Anthropic has alleged Alibaba found a cheaper way to close the already narrowing AI gap: Not by stealing servers or smuggling chips, but by using fake accounts and innocuous interactions with Claude to extract its capabilities and train competing systems at a fraction of the cost.
Leading IPO expert Jay Ritter told Fortune that Alibaba’s distillation could either strengthen Anthropic’s IPO story by positioning the company as strategic in the U.S-China rivalry or lead investors to question Anthropic’s future profitability if its frontier AI moat isn’t defensible.
“Both points of view have merit, but I think that second point about affecting profitability would be the dominant one,” he said. “Right now the growth rate of Anthropic’s revenue has been incredible, but how much they’ll be able to sustain that is a big question mark.”
Now Anthropic is turning to Washington for help, with Sarah Heck, Anthropic’s head of policy, urging Congress to penalize China’s behavior through “export controls on advanced American compute.”
For now, the federal government can’t meaningfully undo the potential damage to Anthropic’s competitive edge through export controls, which are designed to restrict hardware like chips and foreign access to tangible software like Mythos and Fable, but are powerless against the kind of distillation attack Anthropic is alleging.
“Querying it through an API is not exporting the model, and that’s what the latest controversy has been about,” Kevin Wolf, a former assistant secretary of commerce for export administration, told Fortune.
But the Trump administration denounced unauthorized distillation in an April memo that called the alleged efforts of Chinese companies to distill U.S. frontier models “unacceptable.” And with the momentum of Anthropic’s new allegations against Alibaba, reviving the idea of updating export controls to better protect U.S companies is on the table, Wolf added.
He mentioned the Remote Access Security Act introduced last year by Rep. Michael Lawler, R-New York, as an example. It’s sitting in committee now, but with more potential to move forward after Anthropic’s request for better export controls on advanced AI.
The bill would crack down on foreign entities like China accessing U.S. tech on a “purposeful, knowing, reckless, or negligent basis” through a cloud computing service if “the use of the item could pose a serious risk” to national security.
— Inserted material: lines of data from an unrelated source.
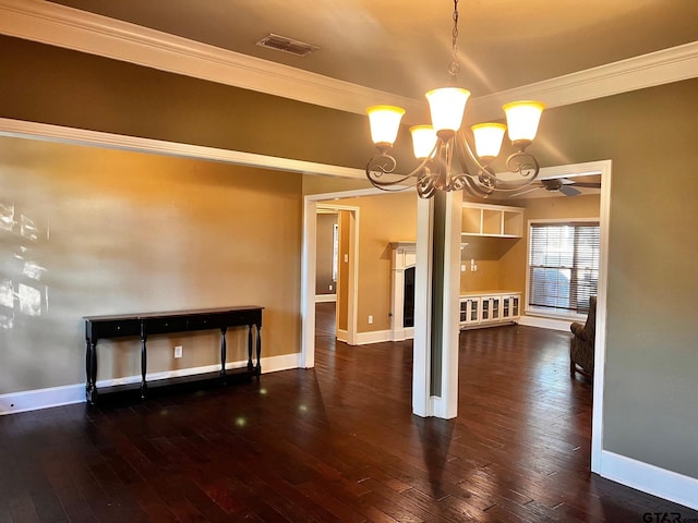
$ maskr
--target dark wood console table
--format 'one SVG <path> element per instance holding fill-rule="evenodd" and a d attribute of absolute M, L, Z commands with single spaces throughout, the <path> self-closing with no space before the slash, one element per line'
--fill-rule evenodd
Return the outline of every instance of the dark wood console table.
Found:
<path fill-rule="evenodd" d="M 139 337 L 141 339 L 141 398 L 147 396 L 147 337 L 173 332 L 220 329 L 220 381 L 226 382 L 226 332 L 229 327 L 248 326 L 248 366 L 242 372 L 249 376 L 262 374 L 262 311 L 264 307 L 243 306 L 176 311 L 168 313 L 123 314 L 115 316 L 85 316 L 87 342 L 85 396 L 91 404 L 97 402 L 97 341 L 103 338 Z M 256 365 L 252 361 L 253 333 L 256 327 Z M 237 372 L 240 374 L 240 370 Z"/>

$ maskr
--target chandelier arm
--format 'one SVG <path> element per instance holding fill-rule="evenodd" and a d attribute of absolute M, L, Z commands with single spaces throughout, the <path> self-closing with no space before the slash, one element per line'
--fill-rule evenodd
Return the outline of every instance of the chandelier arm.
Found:
<path fill-rule="evenodd" d="M 416 186 L 422 183 L 423 179 L 431 179 L 434 177 L 433 174 L 431 174 L 431 171 L 429 169 L 429 163 L 431 162 L 433 154 L 436 150 L 437 146 L 438 144 L 434 146 L 434 149 L 432 150 L 432 155 L 424 158 L 419 163 L 419 166 L 417 166 L 411 172 L 405 175 L 400 175 L 400 178 L 396 180 L 382 180 L 382 177 L 384 174 L 393 174 L 393 172 L 395 171 L 395 168 L 397 167 L 397 160 L 395 159 L 395 157 L 393 157 L 392 155 L 385 151 L 378 153 L 377 155 L 374 155 L 366 163 L 366 168 L 365 168 L 366 178 L 369 179 L 369 182 L 371 182 L 371 184 L 374 187 L 380 188 L 382 191 L 397 192 L 397 191 L 405 191 L 407 188 Z M 412 181 L 411 179 L 416 179 L 416 180 Z M 405 183 L 408 180 L 410 181 L 409 182 L 410 184 L 408 186 L 394 187 L 394 185 Z"/>
<path fill-rule="evenodd" d="M 477 183 L 476 180 L 470 175 L 464 177 L 464 181 L 466 182 L 464 188 L 468 192 L 468 194 L 474 196 L 476 198 L 486 198 L 494 192 L 493 187 Z"/>
<path fill-rule="evenodd" d="M 541 166 L 538 159 L 526 150 L 517 150 L 506 159 L 506 167 L 512 172 L 517 172 L 524 177 L 524 185 L 530 184 L 538 178 Z"/>
<path fill-rule="evenodd" d="M 490 172 L 490 169 L 488 169 L 486 166 L 482 165 L 482 162 L 480 161 L 480 159 L 478 158 L 478 155 L 476 155 L 472 149 L 470 148 L 470 144 L 468 143 L 468 139 L 466 138 L 466 134 L 462 131 L 459 131 L 456 136 L 458 137 L 459 142 L 460 142 L 460 146 L 466 150 L 466 153 L 468 154 L 468 158 L 470 158 L 470 160 L 476 165 L 476 167 L 478 168 L 478 174 L 470 174 L 469 172 L 464 172 L 464 174 L 466 174 L 467 177 L 470 177 L 471 179 L 478 178 L 481 175 L 481 173 L 483 172 Z"/>

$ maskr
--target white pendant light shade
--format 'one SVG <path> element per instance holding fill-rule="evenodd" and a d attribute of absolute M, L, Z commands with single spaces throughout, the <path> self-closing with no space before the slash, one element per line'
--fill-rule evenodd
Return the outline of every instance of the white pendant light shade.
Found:
<path fill-rule="evenodd" d="M 453 135 L 460 129 L 469 96 L 469 90 L 459 87 L 444 87 L 426 93 L 436 134 Z"/>
<path fill-rule="evenodd" d="M 366 109 L 371 124 L 371 138 L 377 146 L 392 147 L 405 109 L 394 106 L 373 106 Z"/>
<path fill-rule="evenodd" d="M 540 101 L 513 101 L 505 104 L 506 123 L 512 142 L 532 142 L 545 106 Z"/>
<path fill-rule="evenodd" d="M 502 149 L 506 125 L 503 123 L 479 123 L 472 126 L 476 153 L 480 158 L 494 158 Z"/>
<path fill-rule="evenodd" d="M 412 149 L 416 158 L 426 158 L 431 156 L 436 145 L 436 132 L 431 125 L 414 125 L 410 127 L 412 133 Z"/>

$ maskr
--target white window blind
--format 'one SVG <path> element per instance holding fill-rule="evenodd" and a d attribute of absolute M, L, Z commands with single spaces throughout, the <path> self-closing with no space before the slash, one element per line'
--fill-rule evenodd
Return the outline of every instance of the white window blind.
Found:
<path fill-rule="evenodd" d="M 528 308 L 587 313 L 599 288 L 599 222 L 530 227 Z"/>

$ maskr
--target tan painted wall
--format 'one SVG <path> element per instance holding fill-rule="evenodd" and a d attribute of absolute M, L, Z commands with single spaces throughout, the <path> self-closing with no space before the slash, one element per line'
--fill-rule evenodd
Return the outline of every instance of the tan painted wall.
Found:
<path fill-rule="evenodd" d="M 263 355 L 300 350 L 300 175 L 1 137 L 0 187 L 0 393 L 83 382 L 85 315 L 262 305 Z M 140 374 L 139 348 L 100 342 L 98 379 Z M 153 337 L 148 370 L 218 348 Z"/>
<path fill-rule="evenodd" d="M 390 328 L 390 242 L 417 240 L 417 194 L 347 198 L 359 207 L 359 283 L 357 331 Z M 373 316 L 373 325 L 369 324 Z"/>

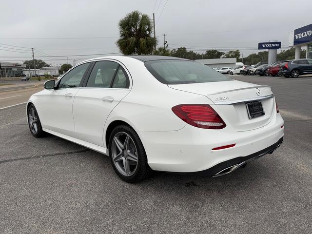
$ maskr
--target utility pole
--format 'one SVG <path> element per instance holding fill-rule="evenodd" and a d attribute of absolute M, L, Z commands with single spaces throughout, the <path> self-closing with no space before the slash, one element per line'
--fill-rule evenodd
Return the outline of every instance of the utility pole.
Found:
<path fill-rule="evenodd" d="M 31 74 L 30 74 L 30 64 L 28 63 L 28 69 L 29 70 L 29 78 L 31 79 Z"/>
<path fill-rule="evenodd" d="M 34 59 L 34 69 L 35 70 L 35 77 L 36 77 L 37 73 L 36 72 L 36 62 L 35 61 L 35 56 L 34 55 L 34 48 L 31 48 L 33 51 L 33 58 Z"/>
<path fill-rule="evenodd" d="M 156 32 L 155 30 L 155 14 L 153 13 L 153 23 L 154 27 L 154 39 L 156 40 Z M 156 50 L 156 44 L 155 44 L 155 48 L 154 48 Z"/>

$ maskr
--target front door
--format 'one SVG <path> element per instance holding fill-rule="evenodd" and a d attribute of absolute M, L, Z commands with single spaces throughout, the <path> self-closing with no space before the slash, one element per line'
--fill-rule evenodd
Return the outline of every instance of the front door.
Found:
<path fill-rule="evenodd" d="M 73 102 L 90 64 L 84 63 L 70 70 L 62 77 L 56 89 L 49 90 L 43 97 L 43 128 L 75 137 Z"/>
<path fill-rule="evenodd" d="M 130 80 L 119 63 L 96 62 L 85 87 L 75 98 L 73 113 L 77 138 L 104 146 L 103 131 L 113 109 L 130 92 Z"/>

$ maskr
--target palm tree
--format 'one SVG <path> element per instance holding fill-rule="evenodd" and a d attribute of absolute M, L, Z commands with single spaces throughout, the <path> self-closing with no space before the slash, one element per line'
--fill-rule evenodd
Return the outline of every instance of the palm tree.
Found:
<path fill-rule="evenodd" d="M 147 15 L 133 11 L 120 20 L 118 27 L 120 38 L 116 44 L 124 55 L 153 53 L 157 40 L 151 37 L 153 23 Z"/>

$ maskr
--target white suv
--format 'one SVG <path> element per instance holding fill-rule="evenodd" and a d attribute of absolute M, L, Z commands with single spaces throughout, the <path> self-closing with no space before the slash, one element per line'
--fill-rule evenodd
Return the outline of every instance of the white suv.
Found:
<path fill-rule="evenodd" d="M 241 74 L 243 70 L 246 70 L 250 68 L 250 66 L 238 66 L 230 72 L 231 75 Z"/>

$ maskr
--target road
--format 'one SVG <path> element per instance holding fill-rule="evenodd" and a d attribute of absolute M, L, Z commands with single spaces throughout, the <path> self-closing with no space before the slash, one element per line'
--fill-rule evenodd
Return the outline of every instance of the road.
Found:
<path fill-rule="evenodd" d="M 311 233 L 312 78 L 231 78 L 271 86 L 284 142 L 215 178 L 157 172 L 129 184 L 105 156 L 33 137 L 24 104 L 0 110 L 1 233 Z"/>
<path fill-rule="evenodd" d="M 0 86 L 0 109 L 26 102 L 31 95 L 43 89 L 43 82 L 17 81 Z"/>

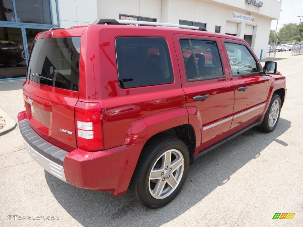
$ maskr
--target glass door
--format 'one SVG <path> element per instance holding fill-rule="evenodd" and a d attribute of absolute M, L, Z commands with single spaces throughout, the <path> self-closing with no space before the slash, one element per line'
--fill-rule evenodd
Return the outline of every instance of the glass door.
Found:
<path fill-rule="evenodd" d="M 29 27 L 25 27 L 23 28 L 24 32 L 25 35 L 25 48 L 24 51 L 22 53 L 22 57 L 26 59 L 27 64 L 28 63 L 28 59 L 29 56 L 29 54 L 32 49 L 32 46 L 34 40 L 36 35 L 39 32 L 45 31 L 49 30 L 49 28 L 32 28 Z"/>
<path fill-rule="evenodd" d="M 0 27 L 0 79 L 25 77 L 33 42 L 48 28 Z"/>
<path fill-rule="evenodd" d="M 0 79 L 25 76 L 23 33 L 21 27 L 0 27 Z"/>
Lawler told Fortune in a statement that Anthropic’s capabilities must not fall into the hands of China and “other bad actors.”
“Dangerously, that’s exactly what’s happening right now with Alibaba. The sad part is that we knew this was going to happen,” he added. “I’ve been working on my Remote Access Security Act for years to close one of the loopholes in our export control laws that allows our adversaries to access sensitive technology through the cloud.”
If passed, this bill would apply export controls and fill the void of a Biden-era framework preventing China from accessing AI cloud compute and model weights, rescinded by Trump a few days before it was supposed to go into effect.
Meanwhile, if Alibaba’s AI lab has indeed copied Anthropic, it could actually prove Claude’s value as the original and not concern investors that much about profit, according to Harrison Rolfes, a senior research analyst for private companies at PitchBook, who used an analogy of investors looking at used cars versus new ones.
“They probably want the brand new car that has all the bells and whistles and tech involved, even though it’s a little bit more expensive,” Rolfes told Fortune. “If an enterprise is worried about cost, then yes, they can go get a cheaper model, like a Chinese model, but it’s not at a point yet where these enterprises trust using those models, especially U.S. companies.”
That could bolster Anthropic’s appeal to investors ahead of a highly anticipated IPO later this year that could value the company at $1 trillion.
But by calling on the government for help, Anthropic also faces a balancing act to make sure there’s enough regulation to protect the company’s edge over China but prevent overregulation that might hamper its business, according to Rolfes.
“Right now they want to play it safe by just saying ‘hey, we are on your side, and we want to IPO’ and the moment they can IPO, they don’t have to worry as much with what the government says, they can just let the public decide,” he said.